– Братишка, – растроганно говорила она, склоняясь к нему с полными слез, черными, как голыши, глазами и взяв его иссохшую руку. – Что с тобой, братик мой милый?
От женского тепла и нежности сердце у него растаяло. Вытянув шею, как новорожденный, еще не открывший глаза щенок, он уткнулся воспаленными губами ей в грудь. Она без колебаний задрала рубашку, и на лицо ему свесилась полная молока, золотистая, как дыня-хами, грудь. Рот искал сосок, а сосок искал рот. Когда он, дрожа, ухватил грудь, а Лао Цзинь, дрожа, сунула сосок ему в рот, обоих обожгло, словно кипятком, и они застонали, как одержимые. Тоненькие, но мощные струйки ударили в гортань и, соединившись в горле в сладостный и горячий поток, потекли в желудок, который уже изверг из себя всё, даже желудочный сок. А она в это время почувствовала, что вместе с молоком безостановочно утекает накопленная за долгие годы болезненная увлеченность этим когда-то красивым, как фарфоровая куколка, мальчиком.

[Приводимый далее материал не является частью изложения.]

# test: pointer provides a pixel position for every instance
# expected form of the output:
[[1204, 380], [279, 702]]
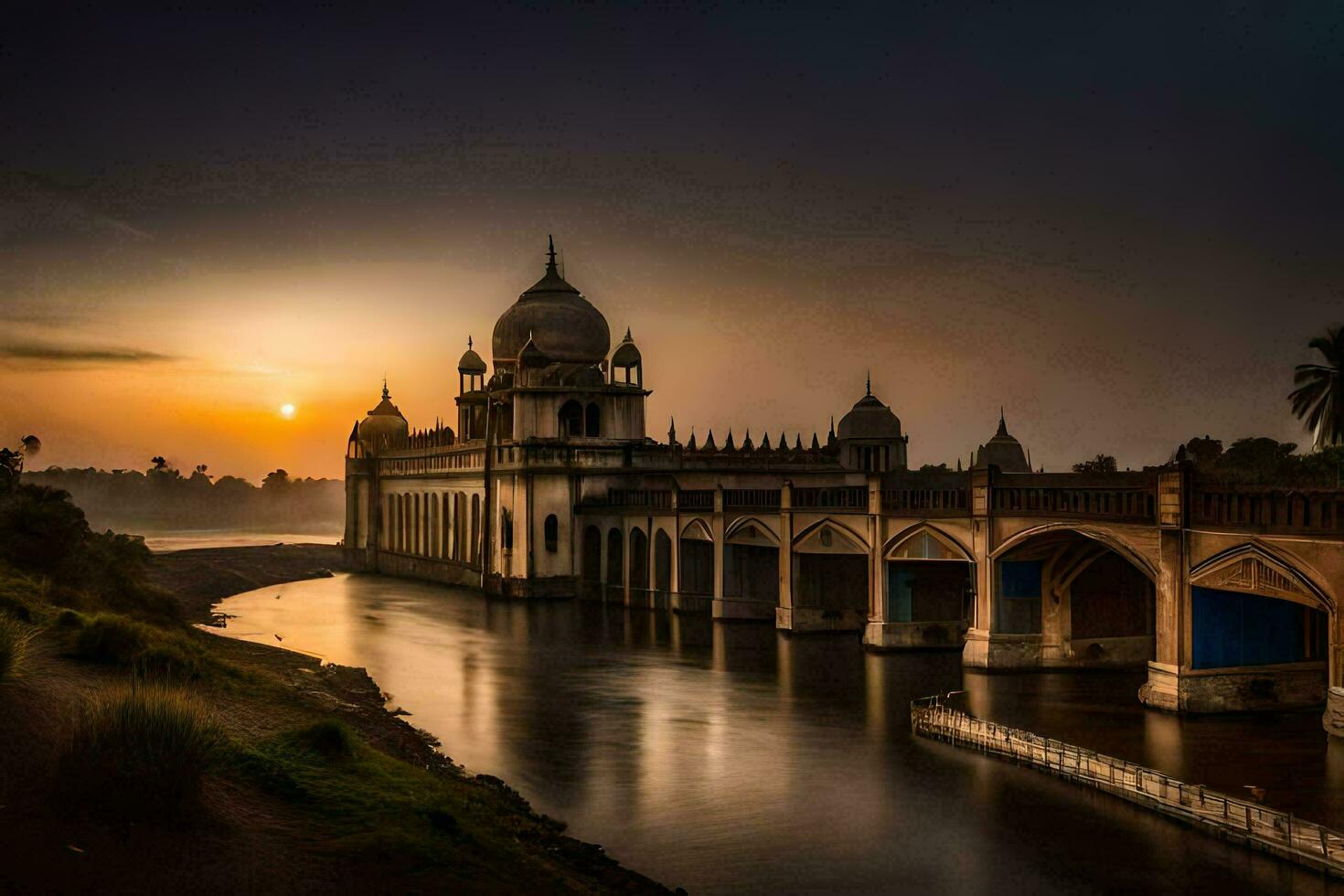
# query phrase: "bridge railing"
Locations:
[[1312, 511], [1117, 496], [1269, 829]]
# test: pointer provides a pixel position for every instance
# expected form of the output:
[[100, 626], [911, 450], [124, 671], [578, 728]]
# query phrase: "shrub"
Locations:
[[328, 738], [140, 753], [117, 640], [70, 620], [14, 649]]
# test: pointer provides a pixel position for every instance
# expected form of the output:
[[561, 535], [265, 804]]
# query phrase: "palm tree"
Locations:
[[1318, 398]]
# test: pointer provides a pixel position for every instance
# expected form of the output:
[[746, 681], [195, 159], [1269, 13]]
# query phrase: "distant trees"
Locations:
[[163, 498], [1318, 398], [11, 460], [1100, 464], [1264, 461]]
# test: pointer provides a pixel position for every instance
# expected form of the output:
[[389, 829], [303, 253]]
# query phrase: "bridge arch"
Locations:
[[928, 578], [695, 554], [695, 528], [1253, 604], [1255, 567], [1083, 595], [814, 539], [898, 546], [738, 531], [752, 561], [1117, 544], [831, 571]]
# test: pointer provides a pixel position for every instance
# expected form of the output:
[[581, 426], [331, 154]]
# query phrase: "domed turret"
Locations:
[[383, 427], [869, 420], [471, 363], [626, 363], [1003, 452], [869, 437], [563, 324]]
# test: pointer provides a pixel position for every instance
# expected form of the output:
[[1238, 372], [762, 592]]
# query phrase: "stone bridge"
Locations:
[[1227, 592]]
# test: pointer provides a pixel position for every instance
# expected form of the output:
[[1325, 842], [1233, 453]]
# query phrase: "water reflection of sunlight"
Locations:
[[709, 753]]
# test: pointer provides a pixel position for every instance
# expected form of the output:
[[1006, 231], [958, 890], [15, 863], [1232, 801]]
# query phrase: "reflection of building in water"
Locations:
[[549, 486]]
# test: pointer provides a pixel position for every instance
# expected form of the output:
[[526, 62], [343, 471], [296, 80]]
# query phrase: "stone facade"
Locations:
[[549, 486]]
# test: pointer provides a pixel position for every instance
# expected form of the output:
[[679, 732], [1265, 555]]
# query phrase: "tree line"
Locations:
[[163, 498]]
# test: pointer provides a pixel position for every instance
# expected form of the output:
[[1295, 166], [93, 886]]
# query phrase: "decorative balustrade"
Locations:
[[1273, 508], [1117, 496], [832, 498], [752, 498], [695, 500]]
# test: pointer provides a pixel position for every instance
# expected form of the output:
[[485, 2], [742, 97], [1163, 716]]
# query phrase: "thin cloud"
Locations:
[[60, 355]]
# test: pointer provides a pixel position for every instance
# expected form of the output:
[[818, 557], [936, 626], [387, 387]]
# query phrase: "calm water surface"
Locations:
[[730, 758]]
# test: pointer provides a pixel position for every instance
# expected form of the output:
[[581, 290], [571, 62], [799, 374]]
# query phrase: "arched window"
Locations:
[[476, 529], [571, 418]]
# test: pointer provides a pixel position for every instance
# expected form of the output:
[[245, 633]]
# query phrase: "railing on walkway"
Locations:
[[1238, 819]]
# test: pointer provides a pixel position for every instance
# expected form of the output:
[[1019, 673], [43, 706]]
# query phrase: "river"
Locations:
[[731, 758]]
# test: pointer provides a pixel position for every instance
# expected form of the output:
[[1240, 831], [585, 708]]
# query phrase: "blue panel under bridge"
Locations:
[[1234, 629]]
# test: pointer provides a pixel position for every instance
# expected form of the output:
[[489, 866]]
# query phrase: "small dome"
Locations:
[[385, 426], [626, 354], [552, 314], [1003, 452], [869, 420], [471, 361]]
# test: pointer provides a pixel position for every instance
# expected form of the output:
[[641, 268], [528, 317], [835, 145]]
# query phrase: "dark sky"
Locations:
[[1124, 222]]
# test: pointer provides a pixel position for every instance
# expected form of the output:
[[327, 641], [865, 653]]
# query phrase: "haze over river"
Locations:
[[730, 758]]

Высосав грудь досуха, он, как ребенок, погрузился в сон с соском во рту. Она нежно погладила его по лицу и осторожно вытащила сосок. Он подвигал губами, и бледное лицо его стало розоветь. Лао Цзинь увидела в дверях Шангуань Лу, которая печально смотрела на нее. На лице этой много повидавшей на своем веку женщины отразилось не осуждение или зависть, а глубокий укор самой себе и бесконечная благодарность. Лао Цзинь убрала грудь под рубашку и твердо заявила:
– Почтенная тетушка, я сама этого желала. Я мечтала об этом всю жизнь, – должно быть, мы с ним были вместе в прошлой жизни.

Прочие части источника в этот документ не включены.